Sì, la “mente” di tutta la faccenda alla fine rimane con i soldi e riesce a scappare, salvando anche “la pelle”, diversamente dai suoi complici. Anche in questo caso non volevo fare il solito finale convenzionale in cui il cattivo muore. A morire sono solamente i cattivi secondari, i quali decedono principalmente a causa della loro poca furbizia, della loro stessa stupidità. E' un tipo di dinamica sociale e interpersonale su cui volevo riflettere e che si riassume nella frase che abbiamo scelto per le locandine “El vivo vive del sonso”, cioè “il “vivo”, il più astuto, nel senso meno nobile del termine, sfrutta il più stupido ed è così che riesce a ottenere i propri risultati. Jorge sfrutta e spesso sacrifica i suoi compari, decisamente meno pronti sul versante intellettivo, e infine, non prima di aver eliminato con le proprie mani Luis, ultimo tra loro rimasto in vita, li deruba clamorosamente, visto che se la svigna con il bottino indiviso.
In più Jorge è anche il più “ricco” di tutti, il solo che non sia mosso da reale necessità economica ma da banalissima avidità, e salvandolo ho cercato di mettere in evidenza, polemicamente, quello stato dei fatti, non solo paraguagio, secondo cui il ricco, il potente, alla fine vince sempre, in un modo o nell'altro, condannando chi possiede di meno a una sconfitta perenne.
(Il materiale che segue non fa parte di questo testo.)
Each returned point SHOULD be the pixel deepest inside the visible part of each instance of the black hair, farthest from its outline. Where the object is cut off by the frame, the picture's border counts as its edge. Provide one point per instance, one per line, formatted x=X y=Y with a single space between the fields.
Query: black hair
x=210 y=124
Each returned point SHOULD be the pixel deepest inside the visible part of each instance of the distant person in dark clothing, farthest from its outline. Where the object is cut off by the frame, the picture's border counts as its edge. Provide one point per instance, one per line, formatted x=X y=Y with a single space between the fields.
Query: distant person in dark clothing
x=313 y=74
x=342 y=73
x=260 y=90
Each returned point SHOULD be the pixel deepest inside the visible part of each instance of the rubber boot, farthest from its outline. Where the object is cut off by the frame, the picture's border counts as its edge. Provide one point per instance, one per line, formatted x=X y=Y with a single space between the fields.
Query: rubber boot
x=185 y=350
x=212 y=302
Il piano tematico che hai sviluppo è piuttosto stratificato e complesso, tuttavia non può definirsi un film pretenzioso o, in senso lato, ‘intellettuale’…

7 Cajas nasce innanzitutto con la volontà di essere una pellicola di intrattenimento ma che sappia esprimere le distopie della nostra società e il nostro spirito. Credo che l'equilibrio tra questi elementi sia molto delicato perché 7 Cajas non è un film sul modello di City of God, che intende essere essenzialmente polemico e avanzare una denuncia molto violenta, ma nemmeno sul tipo di Lethal Weapon che punta unicamente sull'azione. Tutto stava nel trovare il giusto equilibrio tra questi elementi. Nel nostro caso l'intento di denuncia sociale c'è ed è un elemento fondamentale del film, ma volevo che emergesse in maniera meno diretta e appariscente e che convivesse con i riferimenti al cinema d’importazione più spettacolare, con il quale noi tutti siamo cresciuti. Devi sapere che nel periodo della mia infanzia il Paraguay aveva meno di dieci sale cinematografiche, per quattro o cinque milioni di abitanti, e tutte proiettavano esclusivamente pellicole americane, che dunque sono i film che ogni paraguagio ha visto sin da piccolo, su cui si è “formato” come spettatore di film; in più volevo ibridare questi riferimenti con qualcosa di misterioso, che riguarda Victor, il quale desidera fortemente andare in televisione senza però sapere perché, come fosse stregato.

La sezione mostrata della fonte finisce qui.